It is clear from the formula that depth of field will decrease as you increase the magnification ratio. This is why super macro photography (large values of M) involves extremely small depth of field. The formula also indicates that the only available corrective action is to increase the f-stop (decrease the size of the aperture).

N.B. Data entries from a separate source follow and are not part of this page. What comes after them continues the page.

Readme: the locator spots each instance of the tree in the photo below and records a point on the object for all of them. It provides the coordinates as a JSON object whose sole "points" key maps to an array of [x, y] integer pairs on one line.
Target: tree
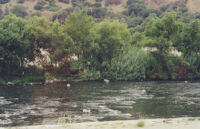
{"points": [[15, 48], [50, 36], [113, 37], [189, 38], [19, 10], [79, 26], [162, 33]]}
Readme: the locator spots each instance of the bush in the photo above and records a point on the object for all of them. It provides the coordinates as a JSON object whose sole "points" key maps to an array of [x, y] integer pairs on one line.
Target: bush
{"points": [[20, 1], [130, 65], [140, 124], [53, 8], [19, 10], [112, 2], [40, 5], [64, 1], [4, 1], [194, 62], [97, 12]]}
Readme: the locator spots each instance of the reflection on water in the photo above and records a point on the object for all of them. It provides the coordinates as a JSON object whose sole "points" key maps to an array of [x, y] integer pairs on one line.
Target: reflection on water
{"points": [[96, 101]]}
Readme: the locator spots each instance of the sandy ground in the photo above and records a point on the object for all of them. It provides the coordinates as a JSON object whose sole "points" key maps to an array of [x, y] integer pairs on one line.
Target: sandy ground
{"points": [[177, 123]]}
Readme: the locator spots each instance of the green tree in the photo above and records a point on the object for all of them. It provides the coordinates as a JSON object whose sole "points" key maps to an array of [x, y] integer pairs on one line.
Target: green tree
{"points": [[15, 48], [19, 10], [79, 26], [113, 38], [50, 36]]}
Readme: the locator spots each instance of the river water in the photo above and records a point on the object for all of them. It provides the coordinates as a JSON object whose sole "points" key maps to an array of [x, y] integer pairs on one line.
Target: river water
{"points": [[97, 101]]}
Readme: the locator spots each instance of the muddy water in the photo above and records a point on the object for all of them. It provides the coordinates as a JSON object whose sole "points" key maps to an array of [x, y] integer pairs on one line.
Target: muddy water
{"points": [[96, 101]]}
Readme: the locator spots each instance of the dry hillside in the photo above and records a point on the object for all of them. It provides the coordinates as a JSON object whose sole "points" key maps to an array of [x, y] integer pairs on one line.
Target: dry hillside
{"points": [[116, 6]]}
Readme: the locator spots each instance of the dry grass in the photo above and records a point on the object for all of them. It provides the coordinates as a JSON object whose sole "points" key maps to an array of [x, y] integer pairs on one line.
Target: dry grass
{"points": [[192, 5]]}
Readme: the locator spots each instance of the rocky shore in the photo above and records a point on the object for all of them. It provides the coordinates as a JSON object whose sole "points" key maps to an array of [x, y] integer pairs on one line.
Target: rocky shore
{"points": [[175, 123]]}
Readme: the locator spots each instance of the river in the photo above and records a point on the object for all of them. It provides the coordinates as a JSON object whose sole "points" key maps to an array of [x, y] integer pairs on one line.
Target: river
{"points": [[97, 101]]}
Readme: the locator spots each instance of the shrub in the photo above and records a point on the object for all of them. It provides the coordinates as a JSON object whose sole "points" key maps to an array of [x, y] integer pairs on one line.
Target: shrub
{"points": [[4, 1], [97, 5], [20, 1], [97, 12], [112, 2], [140, 124], [40, 5], [131, 65], [64, 1], [19, 10], [193, 60]]}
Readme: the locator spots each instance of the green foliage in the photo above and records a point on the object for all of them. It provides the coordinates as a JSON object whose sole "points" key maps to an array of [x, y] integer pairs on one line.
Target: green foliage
{"points": [[40, 5], [19, 10], [51, 36], [131, 65], [64, 1], [79, 26], [1, 12], [189, 38], [162, 33], [15, 48], [97, 12], [112, 38], [135, 7], [193, 59], [52, 6], [4, 1], [140, 124]]}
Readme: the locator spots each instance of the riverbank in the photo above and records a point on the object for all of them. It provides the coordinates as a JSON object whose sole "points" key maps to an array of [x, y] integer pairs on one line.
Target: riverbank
{"points": [[175, 123]]}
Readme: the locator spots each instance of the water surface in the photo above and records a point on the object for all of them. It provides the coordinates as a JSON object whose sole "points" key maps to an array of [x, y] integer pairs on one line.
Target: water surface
{"points": [[96, 101]]}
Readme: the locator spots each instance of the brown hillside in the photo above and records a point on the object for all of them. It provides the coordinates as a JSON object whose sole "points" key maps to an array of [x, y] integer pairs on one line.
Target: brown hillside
{"points": [[116, 6]]}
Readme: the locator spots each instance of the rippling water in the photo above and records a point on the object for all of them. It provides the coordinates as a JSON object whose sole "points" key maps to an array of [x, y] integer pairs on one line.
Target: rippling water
{"points": [[96, 101]]}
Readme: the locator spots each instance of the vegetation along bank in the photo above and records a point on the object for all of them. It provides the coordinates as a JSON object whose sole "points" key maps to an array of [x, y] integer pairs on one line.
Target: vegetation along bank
{"points": [[138, 44]]}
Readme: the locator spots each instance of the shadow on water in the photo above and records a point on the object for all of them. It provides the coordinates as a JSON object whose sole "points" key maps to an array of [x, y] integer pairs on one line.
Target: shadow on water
{"points": [[96, 101]]}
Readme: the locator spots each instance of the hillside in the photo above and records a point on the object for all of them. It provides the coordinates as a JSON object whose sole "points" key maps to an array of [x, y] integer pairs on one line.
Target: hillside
{"points": [[49, 8]]}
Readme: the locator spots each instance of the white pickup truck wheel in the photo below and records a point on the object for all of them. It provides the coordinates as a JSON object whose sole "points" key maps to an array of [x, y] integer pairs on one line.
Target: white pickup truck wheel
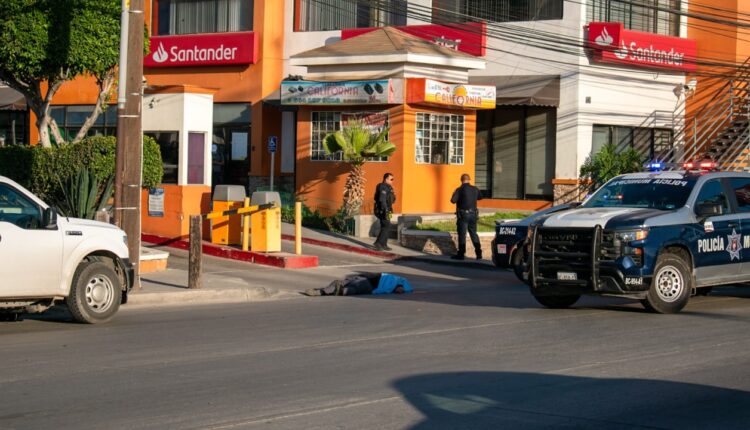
{"points": [[95, 294]]}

Please note that this is a purely geometrical expression for depth of field. Observable depth of field depends on many other factors, including viewing perspective, eye resolution, resolution of the viewing medium, etc. Discussion of those aspects is beyond the scope of this article.


Kay Wilson
Apr 7, 2010 2:22 PM
Kay Wilson wrote:
Now I know why I should have tried harder with physics... if only my teacher had been a photographer!
Oct 14, 2012 5:14 AM
L W wrote:
I was wondering about the refractive index formula, should it not be 'relative'? That is of glass to water, which would be 1.5/1.33, which would be 1.127, which compared to 1.5, has a loss of around 73%.

From your formula, it means a +4 would become around +1.3, but according to some other formula, a +4 would become a +1

Oct 17, 2012 6:05 PM
L W wrote:
Ignore my prior comment. I see that the formula given is simplified. It combined the diopter loss of 75% and magnification gain from a flat lens port of 33%, giving it a net magnification loss of 66%.
Keri  Wilk
Oct 23, 2012 12:16 AM
Keri Wilk wrote:
Neither calculation (mine or my father's from scubageek.com) take into account the magnification from a mask or port, since they simply aren't relevant in a discussion about how water immersion affects a lens.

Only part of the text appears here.